= Constitutional Court of Abkhazia =

The Constitutional Court of the Republic of Abkhazia was created in 2016. Judges are elected by the People's Assembly with a two-thirds majority for fifteen year terms and may not be re-elected. Candidates are nominated by the President and must have a law degree, at least fifteen years experience in a legal profession and must at least forty years old. A group of at least one third of all deputies may formally propose candidates to the President.

==Composition==
The law on the Constitutional Court prescribed that it would have five judges, that it would start operating when at least three judges had been sworn in and that this had to happen by 1 January 2017.

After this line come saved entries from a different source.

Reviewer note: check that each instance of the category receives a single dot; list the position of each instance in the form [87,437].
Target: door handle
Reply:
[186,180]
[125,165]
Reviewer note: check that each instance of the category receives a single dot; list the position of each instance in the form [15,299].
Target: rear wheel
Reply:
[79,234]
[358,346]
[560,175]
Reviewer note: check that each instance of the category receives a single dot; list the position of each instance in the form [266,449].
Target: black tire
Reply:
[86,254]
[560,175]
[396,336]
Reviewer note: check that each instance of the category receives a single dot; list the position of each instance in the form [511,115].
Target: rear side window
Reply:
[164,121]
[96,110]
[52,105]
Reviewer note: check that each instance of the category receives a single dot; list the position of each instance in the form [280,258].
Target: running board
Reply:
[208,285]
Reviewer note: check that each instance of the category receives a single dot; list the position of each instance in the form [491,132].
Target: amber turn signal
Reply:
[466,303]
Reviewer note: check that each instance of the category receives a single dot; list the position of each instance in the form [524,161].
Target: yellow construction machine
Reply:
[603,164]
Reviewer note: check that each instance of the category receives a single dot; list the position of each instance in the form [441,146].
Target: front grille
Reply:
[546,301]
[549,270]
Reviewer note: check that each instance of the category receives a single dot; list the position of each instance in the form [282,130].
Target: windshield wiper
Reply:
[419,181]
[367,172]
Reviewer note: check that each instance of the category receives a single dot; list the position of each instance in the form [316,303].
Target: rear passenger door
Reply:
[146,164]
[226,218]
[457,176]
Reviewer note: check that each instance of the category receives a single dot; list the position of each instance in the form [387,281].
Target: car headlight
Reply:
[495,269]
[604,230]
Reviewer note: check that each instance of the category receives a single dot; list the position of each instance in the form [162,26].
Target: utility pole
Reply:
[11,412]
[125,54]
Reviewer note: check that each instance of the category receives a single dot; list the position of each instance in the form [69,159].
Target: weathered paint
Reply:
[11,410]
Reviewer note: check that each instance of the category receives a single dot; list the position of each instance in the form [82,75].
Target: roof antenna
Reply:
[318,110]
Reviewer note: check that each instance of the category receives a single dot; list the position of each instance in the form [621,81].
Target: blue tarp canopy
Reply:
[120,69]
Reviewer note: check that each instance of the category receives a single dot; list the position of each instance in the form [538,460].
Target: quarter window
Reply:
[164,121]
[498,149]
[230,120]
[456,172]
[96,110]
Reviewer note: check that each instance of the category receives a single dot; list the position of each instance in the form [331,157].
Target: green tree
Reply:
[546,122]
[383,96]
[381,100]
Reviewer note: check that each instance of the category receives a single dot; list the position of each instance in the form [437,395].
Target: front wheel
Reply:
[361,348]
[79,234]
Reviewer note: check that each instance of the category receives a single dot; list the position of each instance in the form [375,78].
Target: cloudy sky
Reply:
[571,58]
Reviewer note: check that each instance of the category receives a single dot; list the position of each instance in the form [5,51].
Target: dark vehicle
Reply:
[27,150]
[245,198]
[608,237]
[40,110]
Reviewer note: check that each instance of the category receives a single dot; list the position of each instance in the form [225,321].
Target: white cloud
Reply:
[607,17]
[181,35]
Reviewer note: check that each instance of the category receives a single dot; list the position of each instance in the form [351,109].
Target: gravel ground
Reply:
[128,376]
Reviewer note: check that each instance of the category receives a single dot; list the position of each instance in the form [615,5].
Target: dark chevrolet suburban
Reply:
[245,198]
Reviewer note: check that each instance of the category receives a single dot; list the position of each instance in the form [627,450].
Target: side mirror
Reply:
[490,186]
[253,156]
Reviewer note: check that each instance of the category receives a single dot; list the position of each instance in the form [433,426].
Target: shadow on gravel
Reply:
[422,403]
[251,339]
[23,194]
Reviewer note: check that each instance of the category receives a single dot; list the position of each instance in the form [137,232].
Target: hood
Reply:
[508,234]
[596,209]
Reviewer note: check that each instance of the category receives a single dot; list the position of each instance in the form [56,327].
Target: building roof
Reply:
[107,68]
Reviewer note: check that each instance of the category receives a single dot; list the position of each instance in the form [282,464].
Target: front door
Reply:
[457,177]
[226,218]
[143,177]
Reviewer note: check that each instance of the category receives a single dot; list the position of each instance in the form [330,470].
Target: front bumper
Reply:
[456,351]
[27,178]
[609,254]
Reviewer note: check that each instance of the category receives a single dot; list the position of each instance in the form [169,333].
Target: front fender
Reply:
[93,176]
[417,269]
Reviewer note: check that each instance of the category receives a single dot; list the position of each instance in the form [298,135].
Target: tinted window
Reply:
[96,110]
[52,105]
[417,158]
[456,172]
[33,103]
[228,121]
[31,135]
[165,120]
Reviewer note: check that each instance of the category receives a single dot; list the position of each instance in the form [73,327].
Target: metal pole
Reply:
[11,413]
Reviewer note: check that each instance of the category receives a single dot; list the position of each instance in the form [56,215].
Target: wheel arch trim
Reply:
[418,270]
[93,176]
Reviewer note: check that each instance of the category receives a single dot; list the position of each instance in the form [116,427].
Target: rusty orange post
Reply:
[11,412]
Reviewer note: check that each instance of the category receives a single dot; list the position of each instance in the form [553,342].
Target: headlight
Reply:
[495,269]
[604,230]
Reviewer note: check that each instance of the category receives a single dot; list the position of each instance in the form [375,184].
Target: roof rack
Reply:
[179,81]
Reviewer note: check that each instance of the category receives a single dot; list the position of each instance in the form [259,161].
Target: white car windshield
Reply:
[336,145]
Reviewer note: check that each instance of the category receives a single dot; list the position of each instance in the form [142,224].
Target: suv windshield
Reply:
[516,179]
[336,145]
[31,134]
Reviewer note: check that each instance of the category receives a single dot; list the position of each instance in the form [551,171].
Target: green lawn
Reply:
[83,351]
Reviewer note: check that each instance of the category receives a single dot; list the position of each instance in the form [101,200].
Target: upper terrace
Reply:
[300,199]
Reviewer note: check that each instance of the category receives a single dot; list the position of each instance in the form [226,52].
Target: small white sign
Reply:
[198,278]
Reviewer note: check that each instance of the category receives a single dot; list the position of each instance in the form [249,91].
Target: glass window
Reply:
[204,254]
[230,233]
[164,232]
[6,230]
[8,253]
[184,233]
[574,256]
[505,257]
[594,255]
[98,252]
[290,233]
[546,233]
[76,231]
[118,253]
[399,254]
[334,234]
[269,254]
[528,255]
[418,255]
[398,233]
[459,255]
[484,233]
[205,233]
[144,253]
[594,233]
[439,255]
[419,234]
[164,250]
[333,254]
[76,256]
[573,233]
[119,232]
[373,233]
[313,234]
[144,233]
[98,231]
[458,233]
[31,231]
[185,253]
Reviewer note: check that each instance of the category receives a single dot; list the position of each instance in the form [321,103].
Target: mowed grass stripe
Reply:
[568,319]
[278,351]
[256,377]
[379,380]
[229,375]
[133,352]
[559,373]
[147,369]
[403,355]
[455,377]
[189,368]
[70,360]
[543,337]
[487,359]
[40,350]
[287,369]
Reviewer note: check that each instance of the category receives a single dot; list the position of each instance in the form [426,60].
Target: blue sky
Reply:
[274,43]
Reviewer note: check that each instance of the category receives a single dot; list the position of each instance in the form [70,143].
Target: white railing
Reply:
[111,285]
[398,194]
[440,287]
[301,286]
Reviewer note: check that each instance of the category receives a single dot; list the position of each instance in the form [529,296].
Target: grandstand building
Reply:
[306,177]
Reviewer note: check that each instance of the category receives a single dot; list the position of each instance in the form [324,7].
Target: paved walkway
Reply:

In November 2016, President Raul Khajimba nominated five candidates: former Justice Minister Liudmila Khojashvili, former Central Election Chairman Sergei Smir, two time Presidential candidate Iakub Lakoba, as well as Tamaz Ketsba and Raul Pant. On 22 November, the People's Assembly elected Khojashvili and Pant with 26 and 25 votes respectively, while Smyr, Ketsba and Lakoba received only 20, 17 and 12 votes out of 35 total. Parliament's failure to approve three out of five candidates was criticised by Khajimba, claiming that the procedure obliged deputies to vote for or against, while many had in fact abstained, and pointing out that Ketsba's candidacy in particular had been proposed by a group of Parliament members. On 29 November, Khojashvili and Pant were formally sworn in.

Following opposition protests against the government of Khajimba, the opposition and the government reached an agreement whereby the opposition could nominate a new Prosecutor General and two members of the Constitutional Court. It selected the lawyer Roza Zantaria and Sukhumi City Court judge Rustam Chagava. In addition, incumbent Prosecutor General Nuri Tania was nominated as Constitutional Court judge. However, on 29 December, the People's Assembly postponed the vote stating that it rejected Chagava as too inexperienced and that Zantaria had refused the nomination.

Because the deadline on the formation of the Constitutional Court had been missed, on 18 January 2017 the People's Assembly adopted a bill formally postponing the deadline to 1 June 2017. It also elected Tania with the support of 24 of the 27 deputies present. On 10 February, the People's Assembly elected with 25 votes in favour, 2 against and 2 spoiled ballots a different opposition nominee, Head of the Cabinet Staff Diana Pilia.